Introduction#

In this tutorial, we will learn how to use BFP16 (Block Floating Point 16) quantization.

What is BFP16 Quantization?#

BFP16 (Block Floating Point 16) quantization is a technique that represents tensors using a block floating-point format, where multiple numbers share a common exponent. This format can provide a balance between dynamic range and precision while using fewer bits than standard floating-point representations. BFP16 quantization aims to reduce the computational complexity and memory footprint of neural networks, making them more efficient for inference on various hardware platforms, particularly those with limited resources.

Key Concepts#

  1. Block Floating Point Format: In BFP16 quantization, data is grouped into blocks, and each block shares a common exponent. This reduces the storage requirements while preserving a sufficient dynamic range for most neural network operations. It differs from standard floating-point formats, which assign an individual exponent to each number.

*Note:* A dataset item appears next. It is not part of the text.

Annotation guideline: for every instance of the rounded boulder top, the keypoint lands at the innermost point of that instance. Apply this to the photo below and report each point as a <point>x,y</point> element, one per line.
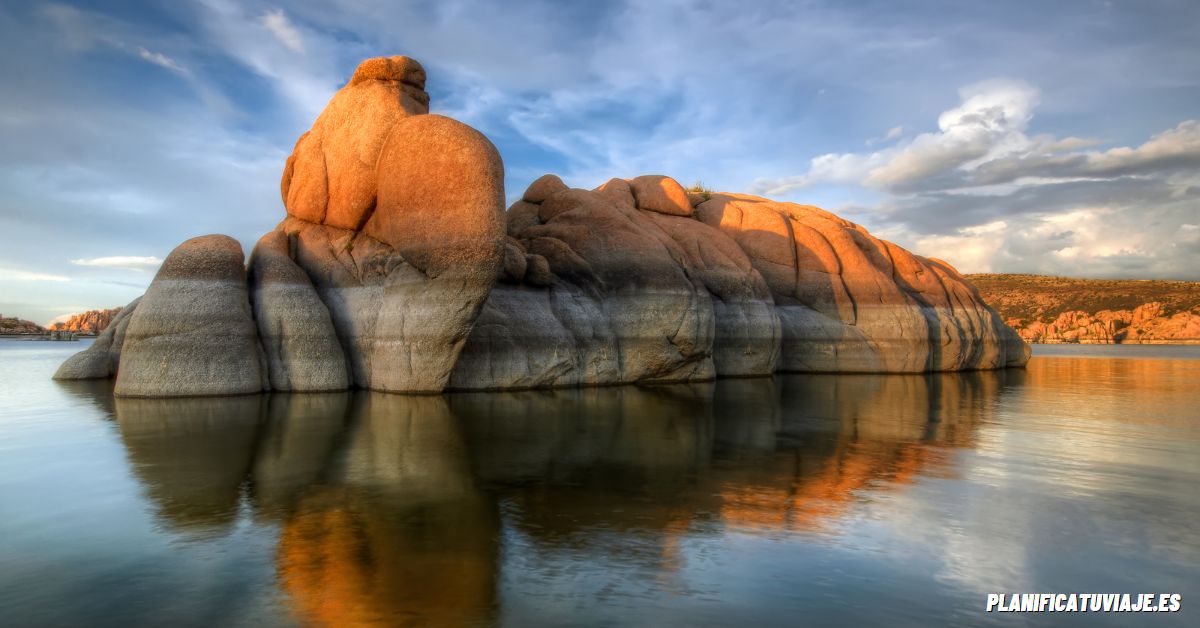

  2. Dynamic Range and Precision: By using a shared exponent for each block, BFP16 can achieve a balance between range and precision. It allows for more flexible representation of values compared to fixed-point formats and can adapt to the magnitude of the data within each block.

  3. Reduced Computation Costs: BFP16 quantization reduces the number of bits required to represent each tensor element, leading to lower memory usage and faster computations. This is particularly useful for deploying models on devices with limited hardware resources.

  4. Compatibility with Mixed Precision: BFP16 can be combined with other quantization methods, such as mixed precision quantization, to optimize neural network performance further. This compatibility allows for flexible deployment strategies tailored to specific accuracy and performance requirements.

Benefits of BFP16 Quantization#

  1. Improved Efficiency: BFP16 quantization significantly reduces the number of bits needed to represent tensor values, leading to reduced memory bandwidth and faster computation times. This makes it ideal for resource-constrained environments.

  2. Maintained Accuracy: By balancing dynamic range and precision, BFP16 quantization minimizes the accuracy loss that can occur with more aggressive quantization methods.

  3. Hardware Compatibility: BFP16 is well-supported by modern hardware accelerators, making it a flexible and efficient choice for large-scale neural network training and deployment.

How to enable BFP16 quantization in Quark for ONNX?#

Here is a simple example of how to enable BFP16 quantization in Quark for ONNX.

from quark.onnx import ModelQuantizer, VitisQuantType, VitisQuantFormat
from onnxruntime.quantization.calibrate import CalibrationMethod
from quark.onnx.quantization.config.config import Config, QuantizationConfig

quant_config = QuantizationConfig(
    calibrate_method=CalibrationMethod.MinMax,
    quant_format=quark.onnx.VitisQuantFormat.BFPFixNeuron,
    activation_type=quark.onnx.VitisQuantType.QBFP,
    weight_type=quark.onnx.VitisQuantType.QBFP,
)
config = Config(global_quant_config=quant_config)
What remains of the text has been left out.